As some of you may have noticed, I don’t use this blog to write about my papers in the “traditional way” math bloggers summarize and explain their recent work. I think my papers are prosaic enough to do that on their own. I do use this blog as an outlet when I have to complain about the arduous toil of being a mathematician (which has an immensely bright light side, of course, so in the big picture I’m quite happy with it).
This morning I woke up to see that my paper about the Bristol model was announced on arXiv. But unbeknownst to the common arXiv follower, this also marks the end of my thesis.

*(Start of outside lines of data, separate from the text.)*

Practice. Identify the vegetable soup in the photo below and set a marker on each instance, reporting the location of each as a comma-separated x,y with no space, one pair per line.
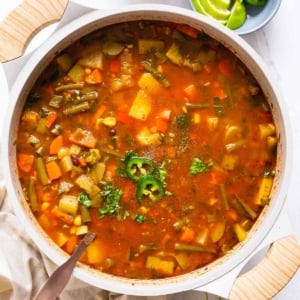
155,137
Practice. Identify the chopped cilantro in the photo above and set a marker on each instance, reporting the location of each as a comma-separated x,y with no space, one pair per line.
112,196
84,200
140,218
198,166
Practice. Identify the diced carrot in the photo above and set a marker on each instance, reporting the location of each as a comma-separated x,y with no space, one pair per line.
225,67
232,214
165,114
123,117
188,30
94,77
50,119
161,124
191,91
25,162
83,138
71,243
98,113
53,170
66,218
187,234
114,65
56,145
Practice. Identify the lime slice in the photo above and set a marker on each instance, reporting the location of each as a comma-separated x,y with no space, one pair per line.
213,10
222,4
238,15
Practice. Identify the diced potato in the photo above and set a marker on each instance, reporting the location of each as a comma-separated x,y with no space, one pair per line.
68,204
147,45
76,73
217,231
161,265
93,60
229,162
202,236
60,239
81,230
212,123
264,191
240,232
94,253
174,53
266,130
148,83
141,106
148,138
64,62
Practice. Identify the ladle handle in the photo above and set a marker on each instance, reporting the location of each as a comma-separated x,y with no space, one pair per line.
275,270
17,30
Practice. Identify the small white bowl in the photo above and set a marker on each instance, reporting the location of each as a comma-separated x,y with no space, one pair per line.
257,16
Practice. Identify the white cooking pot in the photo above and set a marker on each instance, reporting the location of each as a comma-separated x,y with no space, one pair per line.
220,277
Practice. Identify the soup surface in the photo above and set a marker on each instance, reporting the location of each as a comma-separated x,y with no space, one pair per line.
156,138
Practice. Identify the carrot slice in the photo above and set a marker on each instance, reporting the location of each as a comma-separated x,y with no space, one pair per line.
56,145
25,161
50,119
53,170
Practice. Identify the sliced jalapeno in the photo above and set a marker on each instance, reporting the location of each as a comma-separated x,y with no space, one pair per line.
150,187
137,167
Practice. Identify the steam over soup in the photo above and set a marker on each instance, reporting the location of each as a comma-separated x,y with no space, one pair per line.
154,136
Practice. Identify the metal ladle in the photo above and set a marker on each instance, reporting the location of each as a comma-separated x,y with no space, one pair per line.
60,277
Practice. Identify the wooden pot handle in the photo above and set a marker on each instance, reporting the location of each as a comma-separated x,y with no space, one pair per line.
274,271
17,30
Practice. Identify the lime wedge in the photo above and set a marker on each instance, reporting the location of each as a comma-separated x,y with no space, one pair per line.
238,15
213,10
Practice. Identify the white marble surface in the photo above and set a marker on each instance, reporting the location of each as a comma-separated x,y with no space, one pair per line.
279,46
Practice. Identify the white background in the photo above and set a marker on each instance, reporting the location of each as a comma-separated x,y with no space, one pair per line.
279,45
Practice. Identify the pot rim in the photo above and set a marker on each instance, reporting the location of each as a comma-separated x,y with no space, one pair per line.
73,31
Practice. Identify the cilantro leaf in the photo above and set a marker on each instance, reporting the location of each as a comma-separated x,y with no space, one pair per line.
198,166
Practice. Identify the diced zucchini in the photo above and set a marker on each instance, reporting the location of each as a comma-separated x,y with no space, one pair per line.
174,53
68,204
147,45
93,60
148,138
141,106
76,73
148,83
263,195
161,265
217,231
266,130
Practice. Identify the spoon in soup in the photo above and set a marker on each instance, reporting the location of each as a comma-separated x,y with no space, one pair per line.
60,277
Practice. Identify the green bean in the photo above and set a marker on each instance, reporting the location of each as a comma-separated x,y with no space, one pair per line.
77,108
193,248
41,170
70,86
32,195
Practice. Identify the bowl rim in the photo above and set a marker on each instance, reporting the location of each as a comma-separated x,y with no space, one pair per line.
67,34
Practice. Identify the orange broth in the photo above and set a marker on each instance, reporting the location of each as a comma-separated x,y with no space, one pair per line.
155,137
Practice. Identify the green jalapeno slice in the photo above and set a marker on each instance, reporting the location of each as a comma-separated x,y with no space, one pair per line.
150,187
137,167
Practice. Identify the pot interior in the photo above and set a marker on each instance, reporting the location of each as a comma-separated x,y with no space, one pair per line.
99,19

The Hebrew University is kind enough to allow you to just stitch a bunch of your papers (along with an added introduction) and call it a thesis. And by “stitch” I mean literally. If they were published, you’re even allowed to use the published .pdf (on the condition that no copyright infringement occurs).
My dissertation is composed of three papers, all of which are on arXiv (links in the “Papers” page of this site):
1. Iterating symmetric extensions;
2. Fodor’s lemma can fail everywhere; and
3. The Bristol model: an abyss called a Cohen real.
Of course, the ideal situation is that all three papers have been accepted for publication, but all three of them are still under review. So it puts me at this odd situation where I will have essentially four sets of referees (one for each paper, and then two additional referees for my thesis), and so the output can end up oddly different between the resulting dissertation and the published papers. But that’s fine.
In any case. Those of you who are interested in reading my thesis can find it in those three papers. I am probably going to post the final thesis online when it will be approved, but the only thing you’re currently missing out is an introduction with some minor historical background and a summary of the three papers. So if you read all three, you don’t really need that introduction anyway.
Good. So what next? I have a few things lined up. More news will follow as reality unfolds itself like a reverse origami.